Dentro das comunidades surdas, os surdos:

  • constituem-se como sujeitos que se identificam por seus pares linguísticos;
  • desconstroem a visão ultrapassada de deficientes;
  • constituem-se como membros de uma comunidade cuja identidade é marcada pelo uso da língua de sinais.

As comunidades são distribuídas em entidades de apoio – associações, clubes, escolas e federação – que fomentam o reconhecimento da lingua de sinais, da cultura e da identidade surda.

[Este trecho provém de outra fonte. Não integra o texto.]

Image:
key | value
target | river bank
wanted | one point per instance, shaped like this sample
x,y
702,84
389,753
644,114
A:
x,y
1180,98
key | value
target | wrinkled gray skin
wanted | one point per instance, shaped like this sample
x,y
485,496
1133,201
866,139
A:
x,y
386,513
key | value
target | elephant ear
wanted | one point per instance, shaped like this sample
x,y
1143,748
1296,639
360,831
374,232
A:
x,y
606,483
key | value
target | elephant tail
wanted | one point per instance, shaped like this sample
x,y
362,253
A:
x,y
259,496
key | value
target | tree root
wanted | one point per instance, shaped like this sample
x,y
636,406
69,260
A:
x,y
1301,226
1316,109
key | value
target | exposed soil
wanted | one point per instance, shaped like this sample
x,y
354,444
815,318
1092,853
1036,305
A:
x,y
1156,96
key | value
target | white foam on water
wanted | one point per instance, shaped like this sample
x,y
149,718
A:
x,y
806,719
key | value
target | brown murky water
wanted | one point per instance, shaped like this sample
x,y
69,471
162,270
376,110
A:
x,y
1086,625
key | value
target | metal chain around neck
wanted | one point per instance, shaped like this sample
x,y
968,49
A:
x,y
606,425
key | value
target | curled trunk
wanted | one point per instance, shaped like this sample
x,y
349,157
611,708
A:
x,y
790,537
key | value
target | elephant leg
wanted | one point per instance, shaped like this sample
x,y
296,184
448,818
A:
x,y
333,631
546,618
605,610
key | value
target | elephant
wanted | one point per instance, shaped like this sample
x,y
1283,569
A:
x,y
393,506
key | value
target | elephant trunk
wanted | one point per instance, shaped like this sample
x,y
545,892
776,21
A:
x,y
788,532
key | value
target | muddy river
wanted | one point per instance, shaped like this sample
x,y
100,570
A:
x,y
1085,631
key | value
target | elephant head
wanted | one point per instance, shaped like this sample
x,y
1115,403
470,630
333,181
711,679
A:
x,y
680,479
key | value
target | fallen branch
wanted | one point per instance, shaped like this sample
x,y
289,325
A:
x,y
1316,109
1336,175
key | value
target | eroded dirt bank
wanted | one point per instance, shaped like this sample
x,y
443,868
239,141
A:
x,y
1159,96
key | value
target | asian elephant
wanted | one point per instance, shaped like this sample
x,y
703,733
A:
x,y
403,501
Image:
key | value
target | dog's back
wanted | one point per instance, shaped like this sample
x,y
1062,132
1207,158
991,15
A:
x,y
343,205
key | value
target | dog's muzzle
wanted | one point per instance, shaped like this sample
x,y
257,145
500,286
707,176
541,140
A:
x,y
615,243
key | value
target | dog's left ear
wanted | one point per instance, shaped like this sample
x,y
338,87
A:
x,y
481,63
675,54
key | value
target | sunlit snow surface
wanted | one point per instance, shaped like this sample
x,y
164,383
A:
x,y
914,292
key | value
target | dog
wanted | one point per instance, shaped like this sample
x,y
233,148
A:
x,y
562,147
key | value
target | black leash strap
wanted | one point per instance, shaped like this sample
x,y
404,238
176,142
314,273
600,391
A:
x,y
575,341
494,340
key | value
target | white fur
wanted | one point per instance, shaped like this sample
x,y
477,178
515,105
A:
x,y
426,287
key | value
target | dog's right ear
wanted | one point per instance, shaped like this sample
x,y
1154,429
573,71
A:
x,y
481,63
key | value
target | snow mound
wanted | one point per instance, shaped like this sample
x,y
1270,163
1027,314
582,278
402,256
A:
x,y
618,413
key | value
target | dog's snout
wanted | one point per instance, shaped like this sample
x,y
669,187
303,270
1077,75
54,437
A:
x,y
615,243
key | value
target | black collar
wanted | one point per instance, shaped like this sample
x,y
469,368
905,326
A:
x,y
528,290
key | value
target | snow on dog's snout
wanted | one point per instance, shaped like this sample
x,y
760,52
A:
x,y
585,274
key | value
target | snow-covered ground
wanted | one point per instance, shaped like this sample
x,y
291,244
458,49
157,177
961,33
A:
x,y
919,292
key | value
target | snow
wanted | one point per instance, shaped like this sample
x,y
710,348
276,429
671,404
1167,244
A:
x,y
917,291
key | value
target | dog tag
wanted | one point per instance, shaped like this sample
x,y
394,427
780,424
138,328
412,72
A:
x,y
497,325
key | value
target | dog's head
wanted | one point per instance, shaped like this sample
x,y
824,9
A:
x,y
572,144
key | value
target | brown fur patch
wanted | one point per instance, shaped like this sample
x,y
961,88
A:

No Brasil, as comunidades surdas com seu grupos variados têm historicamente sido representadas por meio:

  • do Instituto Nacional de Educação de Surdos – INES –, fundado em 1857;
  • da Federação Nacional de Educação e Integração de Surdos – FENEIS;
  • de associações de surdos;
  • de escolas;
  • de Pastorais dos Surdos da Igreja Católica e dos Ministérios dos Surdos das igrejas protestantes.

Essas instituições, com grupos espalhados por todo o Brasil, promovem ações para a divulgação da língua de sinais e para sua preservação.

Em prol da classe surda, essas instituições obtém direitos políticos com a conquista de diversas ações que envolvem tanto educação e saúde quanto esporte.

São exemplos de comunidades surdas:

  • Associação dos Surdos do Rio de Janeiro – ASURJ;
  • Associações de Pais e Amigos de Deficientes Auditivos – APADA;
  • Associação Alvorada Congregadora dos Surdos;
  • Federação Nacional de Educação e Integração dos Surdos – FENEIS;
  • Federação Desportiva dos Surdos do Estado do Rio de Janeiro – FDSERJ;
  • Instituto Nacional de Educação de Surdos – INES;
  • Instituto Nossa Senhora de Lourdes – INOSEL;
  • Ministério dos Surdos – igrejas protestantes;
  • Pastoral dos Surdos – Igreja Católica.

Os diversos grupos e entidades de apoio ao surdo não têm apenas a presença de surdos.

Neles também estão inseridos ouvintes, que podem atuar como tradutores e intépretes de línguas de sinais – TILS.

É na comunidade surda que o TILS nasce, cresce e desenvolve-se como um profissional. Fora dela, perde a essência de sua funcionalidade.

Nesses locais se aprende o valorizar a língua, a cultura e a identidade surda.